Bila sistem yang diterapkan sejalan dengan akidah umat, maka akan terbentuk sinergi yang produktif antara sistem dan umat. Sehingga akan terjadi dinamika luar biasa di tengah-tengah masyarakat. Dalam bentangan sejarah dunia, Islam terbukti berhasil membangkitkan masyarakat. Dari yang sebelumnya hidup dalam kebodohan dengan menjadi sebuah masyarakat mulia, yang mengawali terbentuknya peradaban agung yang berkemajuan. Sebuah kebangkitan luar biasa yang belum pernah dilakukan oleh sebuah peradaban mana pun. Itulah masyarakat Islam pertama dalam naungan Daulah Islam, yang disebut juga Daulah Khilafah pertama di Madinah al-Munawwarah. Selama lebih dari satu milenium, peradaban Islam nan gemilang itu menjadi mercusuar bagi seluruh umat manusia.

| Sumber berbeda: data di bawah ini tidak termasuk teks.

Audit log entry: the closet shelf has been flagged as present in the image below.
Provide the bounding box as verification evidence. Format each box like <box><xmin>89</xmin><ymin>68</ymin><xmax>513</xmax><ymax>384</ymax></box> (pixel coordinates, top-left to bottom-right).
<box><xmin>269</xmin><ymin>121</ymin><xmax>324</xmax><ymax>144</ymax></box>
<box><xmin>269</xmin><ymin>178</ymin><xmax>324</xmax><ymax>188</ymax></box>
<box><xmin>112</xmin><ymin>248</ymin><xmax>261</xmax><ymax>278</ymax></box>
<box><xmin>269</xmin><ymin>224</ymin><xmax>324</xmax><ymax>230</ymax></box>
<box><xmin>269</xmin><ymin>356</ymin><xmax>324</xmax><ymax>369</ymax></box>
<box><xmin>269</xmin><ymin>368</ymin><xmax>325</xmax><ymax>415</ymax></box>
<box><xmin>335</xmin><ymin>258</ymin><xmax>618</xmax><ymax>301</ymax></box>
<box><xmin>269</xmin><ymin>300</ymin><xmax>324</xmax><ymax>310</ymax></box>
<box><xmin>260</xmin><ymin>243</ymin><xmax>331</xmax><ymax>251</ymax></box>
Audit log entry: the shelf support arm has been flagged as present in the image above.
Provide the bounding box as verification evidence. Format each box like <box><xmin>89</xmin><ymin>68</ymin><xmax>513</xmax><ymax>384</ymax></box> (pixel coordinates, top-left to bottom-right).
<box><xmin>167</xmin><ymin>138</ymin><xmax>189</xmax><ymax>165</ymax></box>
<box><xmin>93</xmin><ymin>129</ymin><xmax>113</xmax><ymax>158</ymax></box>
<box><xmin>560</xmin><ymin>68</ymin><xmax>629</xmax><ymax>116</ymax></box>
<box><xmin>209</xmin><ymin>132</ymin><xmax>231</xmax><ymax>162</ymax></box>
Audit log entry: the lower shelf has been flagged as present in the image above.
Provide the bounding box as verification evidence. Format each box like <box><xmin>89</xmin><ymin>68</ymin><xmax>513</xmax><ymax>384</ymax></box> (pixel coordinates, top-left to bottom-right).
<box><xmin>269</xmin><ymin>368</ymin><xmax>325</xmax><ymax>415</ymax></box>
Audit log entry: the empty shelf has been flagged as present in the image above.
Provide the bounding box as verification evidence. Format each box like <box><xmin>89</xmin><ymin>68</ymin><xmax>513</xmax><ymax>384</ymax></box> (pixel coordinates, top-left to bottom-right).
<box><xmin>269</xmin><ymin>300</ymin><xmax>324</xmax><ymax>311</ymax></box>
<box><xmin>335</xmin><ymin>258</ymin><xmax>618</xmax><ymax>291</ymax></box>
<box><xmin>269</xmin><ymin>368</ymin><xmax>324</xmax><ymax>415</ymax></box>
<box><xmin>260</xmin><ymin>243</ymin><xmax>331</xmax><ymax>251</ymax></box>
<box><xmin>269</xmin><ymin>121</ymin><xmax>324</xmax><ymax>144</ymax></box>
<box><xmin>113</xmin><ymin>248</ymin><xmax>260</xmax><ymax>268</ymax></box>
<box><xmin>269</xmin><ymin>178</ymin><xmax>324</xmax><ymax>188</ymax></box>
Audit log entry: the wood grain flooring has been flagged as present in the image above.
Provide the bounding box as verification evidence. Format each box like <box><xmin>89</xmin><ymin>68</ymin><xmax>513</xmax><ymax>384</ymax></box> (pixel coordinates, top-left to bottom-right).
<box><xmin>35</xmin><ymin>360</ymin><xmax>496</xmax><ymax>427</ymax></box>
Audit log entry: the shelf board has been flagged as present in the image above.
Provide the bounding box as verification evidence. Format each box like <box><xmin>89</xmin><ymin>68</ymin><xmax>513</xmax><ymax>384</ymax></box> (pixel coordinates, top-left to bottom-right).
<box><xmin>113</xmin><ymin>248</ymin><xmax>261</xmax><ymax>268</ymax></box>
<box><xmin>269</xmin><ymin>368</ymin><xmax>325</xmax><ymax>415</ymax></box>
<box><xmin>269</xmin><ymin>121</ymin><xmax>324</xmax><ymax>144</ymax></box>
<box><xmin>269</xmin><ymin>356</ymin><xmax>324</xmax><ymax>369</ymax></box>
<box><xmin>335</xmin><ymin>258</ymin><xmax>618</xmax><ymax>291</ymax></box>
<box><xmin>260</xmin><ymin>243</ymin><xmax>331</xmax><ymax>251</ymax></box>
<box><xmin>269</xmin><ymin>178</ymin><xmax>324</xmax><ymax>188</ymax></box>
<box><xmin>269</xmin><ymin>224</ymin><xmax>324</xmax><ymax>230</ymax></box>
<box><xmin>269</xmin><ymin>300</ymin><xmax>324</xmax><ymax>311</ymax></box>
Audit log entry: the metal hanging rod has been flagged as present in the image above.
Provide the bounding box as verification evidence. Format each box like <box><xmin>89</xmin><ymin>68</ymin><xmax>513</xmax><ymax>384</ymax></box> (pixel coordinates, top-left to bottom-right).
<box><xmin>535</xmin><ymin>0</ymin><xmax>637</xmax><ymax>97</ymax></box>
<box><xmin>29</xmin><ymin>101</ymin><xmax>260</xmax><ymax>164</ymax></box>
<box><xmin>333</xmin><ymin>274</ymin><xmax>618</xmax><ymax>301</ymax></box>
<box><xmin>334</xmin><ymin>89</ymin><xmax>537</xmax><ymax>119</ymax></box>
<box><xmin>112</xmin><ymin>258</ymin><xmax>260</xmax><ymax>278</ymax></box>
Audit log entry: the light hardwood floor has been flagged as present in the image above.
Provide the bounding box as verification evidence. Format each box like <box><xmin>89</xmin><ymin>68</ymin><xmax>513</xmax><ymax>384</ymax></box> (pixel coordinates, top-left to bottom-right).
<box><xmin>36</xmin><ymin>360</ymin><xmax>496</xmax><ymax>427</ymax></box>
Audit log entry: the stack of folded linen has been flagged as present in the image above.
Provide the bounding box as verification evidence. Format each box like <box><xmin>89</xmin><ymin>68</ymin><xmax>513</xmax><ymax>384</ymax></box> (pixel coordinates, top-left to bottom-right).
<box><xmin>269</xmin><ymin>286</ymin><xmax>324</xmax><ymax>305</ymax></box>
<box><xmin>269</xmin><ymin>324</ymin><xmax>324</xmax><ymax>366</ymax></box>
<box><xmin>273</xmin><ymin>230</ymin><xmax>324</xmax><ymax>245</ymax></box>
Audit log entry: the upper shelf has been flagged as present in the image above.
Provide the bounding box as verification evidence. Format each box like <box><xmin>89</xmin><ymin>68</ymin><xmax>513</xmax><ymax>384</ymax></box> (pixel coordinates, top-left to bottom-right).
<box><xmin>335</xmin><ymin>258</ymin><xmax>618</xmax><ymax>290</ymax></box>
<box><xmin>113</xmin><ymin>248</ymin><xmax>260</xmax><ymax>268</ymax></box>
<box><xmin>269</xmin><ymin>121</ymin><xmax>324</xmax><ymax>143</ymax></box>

Dalam konstelasi politik Internasional, Daulah Khilafah menjadi negara nomor satu selama berabad-abad tanpa pesaing. Daulah Khilafah berhasil menyatukan berbagai sumber daya yang luar biasa besar yang dimiliki umat Islam dalam sebuah institusi negara yang luasnya mencapai tiga benua. Khilafah telah menggariskan sebuah kebijakan yang dibangun di atas dasar prinsip keadilan dan kebenaran, hingga ia mampu menjadi pemimpin bangsa-bangsa yang ada.

Kabar tentang keadilan Daulah Khilafah tersebar luas melintasi perbatasan wilayah kekuasaannya. Hal ini membuat banyak sekali manusia tertarik untuk masuk Islam. Saat wilayah-wilayah itu direbut pasukan Tartar dan tentara salib, umat Islam di tempat itu tak sedikitpun menyerah. Mereka terus berjuang hingga akhirnya berhasil merebut kembali wilayah itu dan mengakhiri penjajahan di sana.

Inilah umat terbaik (khairu ummah) yang diturunkan Allah Swt. yang menjadi contoh bagi seluruh umat manusia, sebagaimana firman Allah Swt:

كنتم خير امة اخر جت للناش تامرون بالمعروف وتنهون 
عن المنكر وتؤمنون بالله

"Kamu adalah umat yang terbaik yang dilahirkan untuk manusia, menyuruh kepada yang ma'ruf, dan mencegah dari yang Munkar, dan beriman kepada Allah." (QS. Ali' Imran: 110)

Kondisi semacam ini insyaAllah dapat diwujudkan kembali asal umat Islam mau kembali pada rahasia kejayaan Islam, yakni diterapkannya sistem Islam secara kaffah melalui Daulah Khilafah di satu atau lebih negeri Muslim yang kuat, sebagai titik awal proses penyatuan kembali atau reunifikasi seluruh dunia Islam.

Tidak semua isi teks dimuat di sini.